Google Maps is getting better and better, and to be honest I am really amazed how you can view an entire city in great detail. We use Google Maps in our office to investigate exciting sites and surroundings, and I have thought that it would have been valuable to import this information into Revit.
And guess what, by using photogrammetry I made it happen:)
- open google maps in full screen and find your building site
- rotate the view around your site meanwhile you press «print screen» as often as you wish
- with dropbox installed, the «print screens» should be perfectly downloaded automatically
- you should crop your photos to get rid of unwanted text/labels. You can do this by making an «action» in Photoshop and then choose «File» – «Scripts» – «Image Processor» to crop every photos in a folder
- then you make a mesh in Memento with your cropped photos and export it in RCP
- import it into Revit and enjoy
PS! For fun, I also tried to do photogrammetry with Google Streetview. It was not successful but I will try again later. I do have some ideas:)

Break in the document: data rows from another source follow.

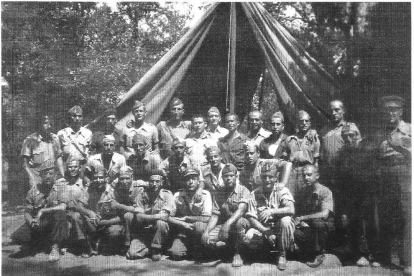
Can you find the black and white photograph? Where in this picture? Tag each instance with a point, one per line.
(206, 138)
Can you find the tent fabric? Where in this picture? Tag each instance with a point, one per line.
(195, 69)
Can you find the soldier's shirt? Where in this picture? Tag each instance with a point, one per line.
(311, 200)
(190, 206)
(117, 162)
(277, 199)
(224, 205)
(260, 136)
(148, 130)
(304, 151)
(401, 135)
(82, 138)
(163, 202)
(332, 141)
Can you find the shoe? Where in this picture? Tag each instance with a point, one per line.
(362, 262)
(281, 263)
(156, 255)
(237, 261)
(54, 253)
(317, 262)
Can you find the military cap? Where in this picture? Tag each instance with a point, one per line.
(138, 138)
(175, 101)
(138, 104)
(229, 168)
(393, 100)
(213, 109)
(269, 169)
(125, 171)
(75, 110)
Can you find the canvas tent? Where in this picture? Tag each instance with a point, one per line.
(220, 61)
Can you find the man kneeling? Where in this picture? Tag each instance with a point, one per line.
(270, 215)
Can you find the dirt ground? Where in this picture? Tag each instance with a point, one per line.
(118, 265)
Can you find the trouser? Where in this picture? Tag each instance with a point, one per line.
(395, 207)
(51, 227)
(314, 239)
(283, 229)
(186, 240)
(142, 230)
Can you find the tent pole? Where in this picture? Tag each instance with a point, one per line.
(232, 76)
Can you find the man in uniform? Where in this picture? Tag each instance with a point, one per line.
(275, 145)
(175, 127)
(198, 141)
(191, 217)
(39, 148)
(109, 160)
(270, 215)
(75, 139)
(46, 223)
(148, 221)
(314, 219)
(395, 171)
(232, 145)
(214, 128)
(108, 129)
(256, 132)
(250, 176)
(144, 163)
(139, 126)
(227, 225)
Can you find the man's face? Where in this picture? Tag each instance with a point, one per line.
(155, 184)
(109, 148)
(179, 150)
(337, 111)
(198, 125)
(251, 156)
(268, 181)
(140, 113)
(232, 123)
(177, 112)
(229, 179)
(192, 182)
(310, 176)
(76, 120)
(255, 121)
(394, 113)
(277, 126)
(111, 120)
(48, 177)
(140, 148)
(73, 169)
(214, 158)
(304, 123)
(214, 118)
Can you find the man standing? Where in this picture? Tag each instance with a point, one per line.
(198, 141)
(175, 127)
(39, 148)
(270, 215)
(275, 145)
(191, 217)
(232, 145)
(139, 126)
(395, 170)
(227, 225)
(256, 132)
(108, 129)
(314, 216)
(75, 139)
(214, 128)
(109, 160)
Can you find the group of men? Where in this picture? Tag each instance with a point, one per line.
(189, 188)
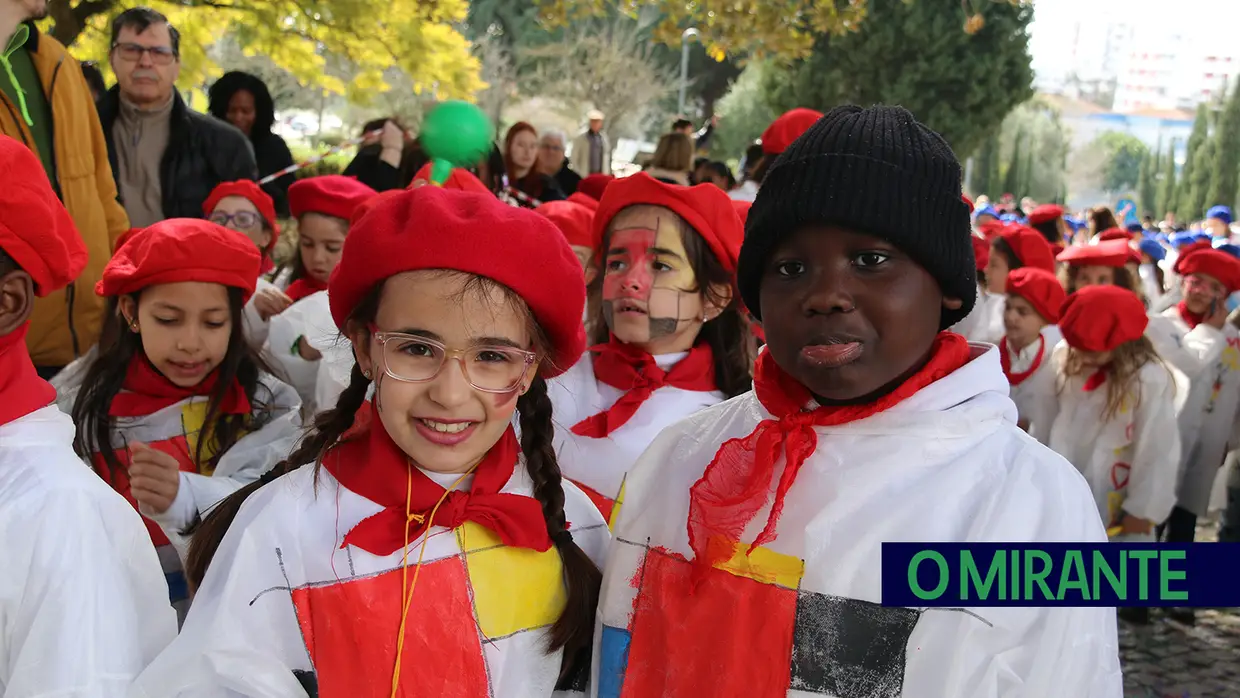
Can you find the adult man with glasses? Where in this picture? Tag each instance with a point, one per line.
(46, 104)
(166, 158)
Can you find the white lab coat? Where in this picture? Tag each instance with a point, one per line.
(309, 318)
(1209, 422)
(602, 464)
(1034, 397)
(946, 464)
(1131, 460)
(283, 595)
(83, 604)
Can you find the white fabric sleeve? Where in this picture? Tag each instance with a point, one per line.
(94, 610)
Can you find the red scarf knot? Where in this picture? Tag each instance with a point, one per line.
(635, 371)
(1188, 316)
(304, 287)
(145, 391)
(21, 389)
(734, 486)
(375, 468)
(1006, 361)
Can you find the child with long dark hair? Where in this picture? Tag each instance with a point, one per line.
(301, 331)
(747, 552)
(175, 410)
(667, 332)
(413, 543)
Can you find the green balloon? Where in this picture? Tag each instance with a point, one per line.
(455, 134)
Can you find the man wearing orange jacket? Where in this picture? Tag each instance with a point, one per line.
(46, 103)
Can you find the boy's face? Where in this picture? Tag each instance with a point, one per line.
(847, 314)
(16, 296)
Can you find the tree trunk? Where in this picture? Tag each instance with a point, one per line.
(70, 21)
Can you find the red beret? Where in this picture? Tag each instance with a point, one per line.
(182, 249)
(594, 185)
(35, 228)
(991, 229)
(788, 128)
(1110, 253)
(1115, 234)
(1101, 318)
(1040, 288)
(583, 200)
(1029, 247)
(742, 208)
(251, 191)
(704, 207)
(440, 228)
(459, 179)
(329, 195)
(1045, 213)
(575, 221)
(1214, 263)
(1186, 251)
(981, 252)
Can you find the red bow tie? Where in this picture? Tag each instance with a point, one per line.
(375, 468)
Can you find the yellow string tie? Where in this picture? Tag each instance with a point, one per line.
(407, 596)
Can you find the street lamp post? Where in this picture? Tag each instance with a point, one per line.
(685, 65)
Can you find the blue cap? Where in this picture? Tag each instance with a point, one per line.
(986, 211)
(1234, 251)
(1220, 212)
(1153, 249)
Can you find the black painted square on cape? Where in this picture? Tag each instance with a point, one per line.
(850, 649)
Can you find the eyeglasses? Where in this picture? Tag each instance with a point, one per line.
(239, 220)
(412, 358)
(133, 53)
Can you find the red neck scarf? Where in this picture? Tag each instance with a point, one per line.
(1188, 316)
(734, 485)
(630, 368)
(370, 464)
(304, 287)
(1006, 361)
(20, 386)
(146, 391)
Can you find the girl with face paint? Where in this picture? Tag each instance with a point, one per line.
(867, 423)
(175, 409)
(301, 332)
(667, 331)
(420, 539)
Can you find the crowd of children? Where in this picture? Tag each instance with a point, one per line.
(455, 446)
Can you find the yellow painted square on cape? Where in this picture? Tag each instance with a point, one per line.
(515, 589)
(765, 565)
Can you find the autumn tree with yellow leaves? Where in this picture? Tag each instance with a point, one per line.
(419, 37)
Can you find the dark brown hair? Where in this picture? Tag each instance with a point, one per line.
(574, 630)
(106, 377)
(730, 340)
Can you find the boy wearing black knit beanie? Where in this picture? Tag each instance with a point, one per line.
(747, 556)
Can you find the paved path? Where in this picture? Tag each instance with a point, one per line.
(1171, 660)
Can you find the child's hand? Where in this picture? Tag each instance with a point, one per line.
(270, 301)
(1133, 525)
(306, 351)
(154, 477)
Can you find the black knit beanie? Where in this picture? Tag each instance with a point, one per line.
(878, 171)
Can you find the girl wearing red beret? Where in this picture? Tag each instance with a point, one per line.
(1116, 415)
(1195, 339)
(83, 606)
(420, 539)
(1029, 316)
(667, 332)
(300, 324)
(174, 408)
(747, 551)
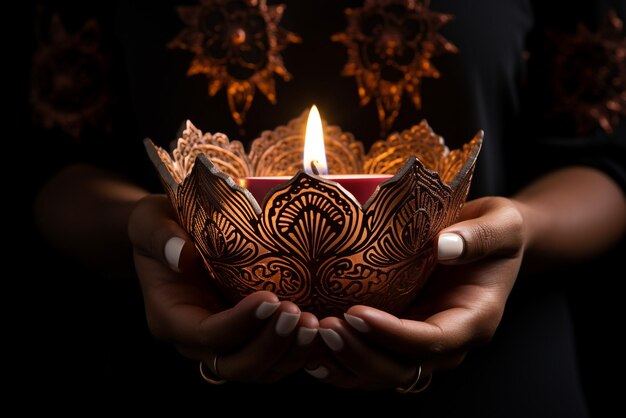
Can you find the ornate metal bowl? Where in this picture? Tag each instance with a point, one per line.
(310, 241)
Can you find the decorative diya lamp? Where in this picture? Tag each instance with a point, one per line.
(271, 220)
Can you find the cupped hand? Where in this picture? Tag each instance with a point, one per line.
(260, 339)
(460, 308)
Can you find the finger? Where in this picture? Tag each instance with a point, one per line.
(155, 233)
(174, 315)
(299, 353)
(373, 367)
(260, 355)
(440, 341)
(489, 226)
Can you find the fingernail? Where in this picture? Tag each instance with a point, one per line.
(357, 323)
(320, 373)
(331, 338)
(173, 248)
(306, 335)
(286, 323)
(449, 246)
(266, 309)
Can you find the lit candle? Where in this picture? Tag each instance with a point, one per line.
(361, 186)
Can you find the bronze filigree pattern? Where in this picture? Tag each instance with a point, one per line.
(311, 242)
(589, 75)
(70, 83)
(390, 44)
(237, 45)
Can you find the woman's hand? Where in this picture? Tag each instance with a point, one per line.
(260, 339)
(460, 308)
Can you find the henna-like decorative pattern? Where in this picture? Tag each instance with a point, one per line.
(311, 242)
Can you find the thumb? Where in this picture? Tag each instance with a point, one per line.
(155, 233)
(491, 226)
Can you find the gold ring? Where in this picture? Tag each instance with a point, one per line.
(412, 388)
(209, 376)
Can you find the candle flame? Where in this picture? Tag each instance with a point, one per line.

I have been taking a lot of photos lately to test different photogrammetry software, and sometimes I feel that the results is better than it should have been since I usually shoot from my hip.
One of my favorite programs is Memento from Autodesk that is a really great software. Memento is in Beta mode but has the tools you need to generate a mesh/pointcloud from your pictures. The interface is really great and it is easy to use.

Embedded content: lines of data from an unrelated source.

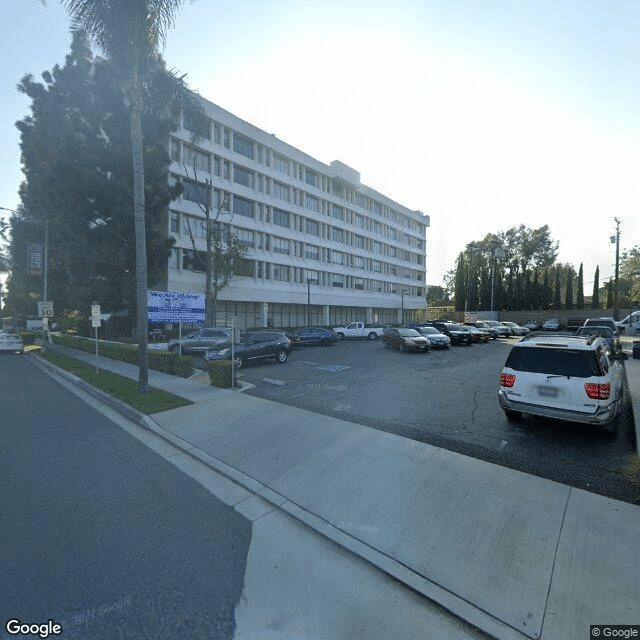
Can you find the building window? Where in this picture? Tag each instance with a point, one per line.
(243, 145)
(245, 237)
(280, 163)
(175, 151)
(312, 252)
(191, 125)
(312, 227)
(311, 276)
(311, 202)
(195, 192)
(194, 158)
(192, 260)
(280, 245)
(243, 207)
(175, 222)
(243, 176)
(280, 272)
(281, 218)
(280, 191)
(243, 268)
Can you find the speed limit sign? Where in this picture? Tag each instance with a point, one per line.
(45, 309)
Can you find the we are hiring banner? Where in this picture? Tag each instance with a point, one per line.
(169, 306)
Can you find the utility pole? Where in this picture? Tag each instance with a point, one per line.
(616, 239)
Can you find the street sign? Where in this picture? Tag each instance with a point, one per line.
(45, 309)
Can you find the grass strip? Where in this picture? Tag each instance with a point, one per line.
(118, 386)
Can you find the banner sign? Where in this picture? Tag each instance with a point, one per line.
(35, 259)
(167, 306)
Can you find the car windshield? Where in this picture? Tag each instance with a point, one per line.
(605, 332)
(562, 362)
(408, 332)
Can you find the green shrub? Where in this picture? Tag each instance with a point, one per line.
(28, 337)
(220, 373)
(170, 363)
(632, 473)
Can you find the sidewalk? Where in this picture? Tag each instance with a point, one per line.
(516, 555)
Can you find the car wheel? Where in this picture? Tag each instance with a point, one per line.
(513, 416)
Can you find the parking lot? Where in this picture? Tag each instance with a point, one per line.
(447, 398)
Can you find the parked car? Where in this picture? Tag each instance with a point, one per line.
(502, 330)
(574, 323)
(11, 343)
(456, 332)
(405, 340)
(573, 378)
(438, 340)
(483, 326)
(313, 335)
(609, 336)
(630, 325)
(552, 324)
(602, 322)
(516, 329)
(360, 330)
(254, 345)
(199, 341)
(478, 335)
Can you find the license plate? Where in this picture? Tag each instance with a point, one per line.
(548, 392)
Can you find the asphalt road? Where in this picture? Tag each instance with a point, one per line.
(100, 534)
(447, 398)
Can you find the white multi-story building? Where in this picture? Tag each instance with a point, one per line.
(322, 248)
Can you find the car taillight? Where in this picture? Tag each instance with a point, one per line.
(598, 391)
(507, 380)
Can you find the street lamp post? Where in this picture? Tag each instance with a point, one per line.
(45, 226)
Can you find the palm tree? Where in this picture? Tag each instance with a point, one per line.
(130, 33)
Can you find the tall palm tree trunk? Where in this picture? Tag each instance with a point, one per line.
(140, 235)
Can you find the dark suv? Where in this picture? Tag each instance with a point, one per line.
(254, 345)
(201, 340)
(457, 333)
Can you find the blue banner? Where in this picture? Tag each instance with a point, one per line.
(168, 306)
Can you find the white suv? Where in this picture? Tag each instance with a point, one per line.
(574, 378)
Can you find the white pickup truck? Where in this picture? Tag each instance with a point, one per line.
(359, 330)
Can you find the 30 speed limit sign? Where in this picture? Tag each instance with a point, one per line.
(45, 309)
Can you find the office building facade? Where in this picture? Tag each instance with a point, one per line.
(321, 248)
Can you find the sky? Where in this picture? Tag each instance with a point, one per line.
(483, 114)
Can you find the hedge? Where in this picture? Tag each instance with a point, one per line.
(220, 373)
(167, 362)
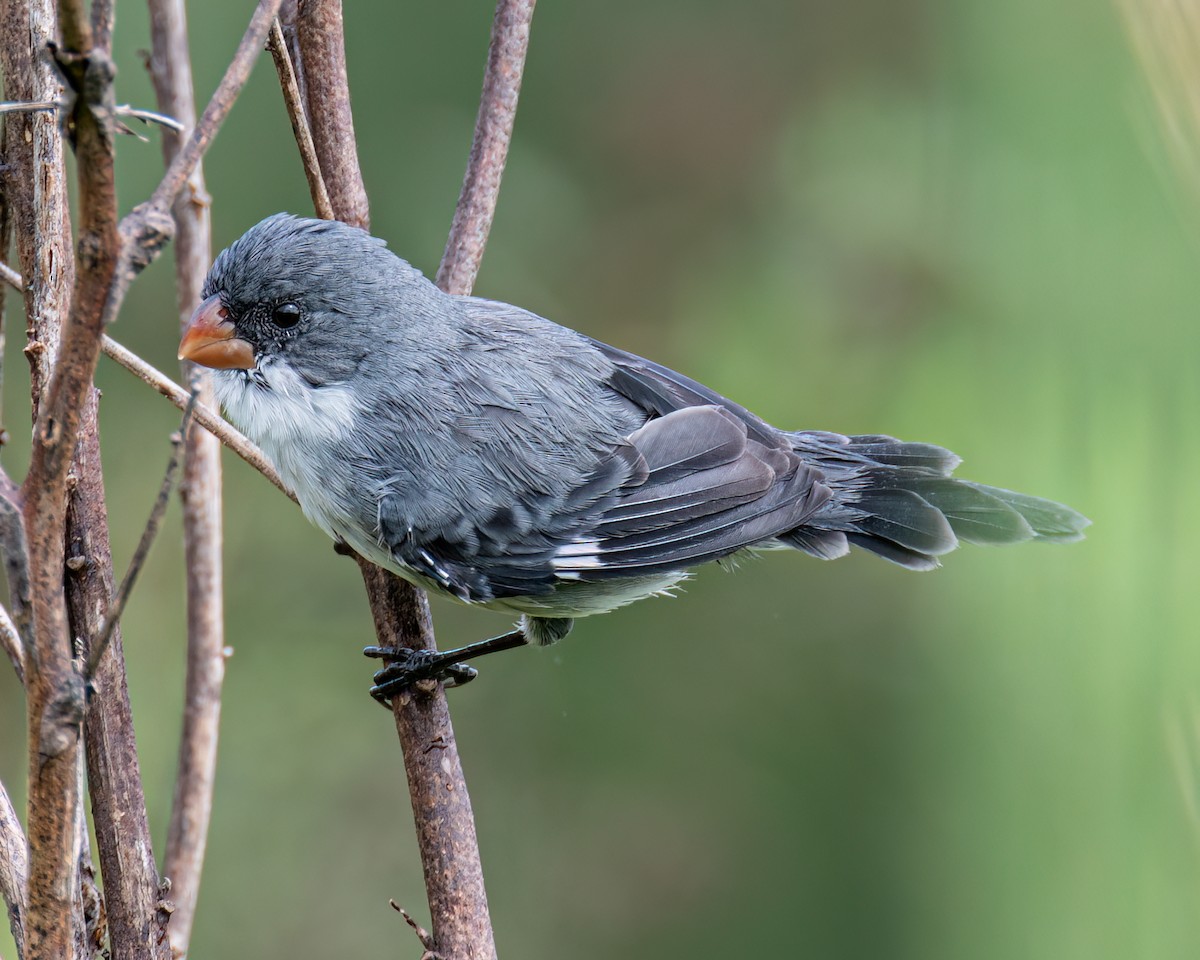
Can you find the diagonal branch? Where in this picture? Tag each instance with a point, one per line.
(441, 804)
(54, 688)
(149, 533)
(490, 147)
(293, 100)
(214, 424)
(201, 492)
(13, 867)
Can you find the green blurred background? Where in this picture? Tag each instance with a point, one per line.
(942, 220)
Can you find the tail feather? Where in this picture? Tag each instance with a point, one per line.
(898, 501)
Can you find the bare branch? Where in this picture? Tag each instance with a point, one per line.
(445, 827)
(100, 643)
(211, 421)
(103, 13)
(12, 643)
(441, 803)
(201, 492)
(149, 117)
(34, 154)
(294, 102)
(31, 106)
(11, 277)
(490, 148)
(13, 868)
(328, 96)
(133, 912)
(214, 115)
(16, 559)
(54, 689)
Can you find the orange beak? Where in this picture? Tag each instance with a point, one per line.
(209, 339)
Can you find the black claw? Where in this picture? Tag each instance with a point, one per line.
(412, 666)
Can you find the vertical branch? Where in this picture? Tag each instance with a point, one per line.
(442, 809)
(35, 181)
(192, 804)
(114, 775)
(327, 89)
(35, 186)
(490, 147)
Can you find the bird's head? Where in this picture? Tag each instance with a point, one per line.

It has some issues with Z-direction and scaling when you export it, but hopefully they will fix this bug shortly. It is also frustrating that it is not possible to import the mesh into Revit. Therefor you need to export the model as a pointcloud to import it to Revit, and that is a pity. It would have been great to use the mesh to create sun study for instance, or to create the surroundings to your project. This is not a Memento problem. It is a Revit problem.
Remember to import your cool models into Sketchfab so you can show them to your colleges or embed them into your homepage (if they support it…) 🙂
Sometimes new technology needs to mature before it is efficient or useful to use in the daily work. And as an architect, I always need to balance the time and effort to play with new tools that may be useful in the future.
Photogrammetry on the other hand is not a new technology anymore. But since new software makes the process much smoother, and the prices for drones has been dropping, there is a lot of new potential with this technology.
That is why I have made a couple of case studies lately, to understand the limitation and possibilities for a real life project. My first experiment is with the DJI Phantom 2 drone, and I wanted to see what kind of accuracy I got from the mesh and the pointcloud from the photogrammetry.
I was rather impressed to see the results if you take in consideration that the drone only took 31 photos, but maybe it is not accurate enough to use it in the design phase. But then again, how accurate do you actually need the surroundings to be? When you import it to Revit, the pointcloud may give value as an reference.
Special thanks to Geomatikk Survey for the excellent drone service.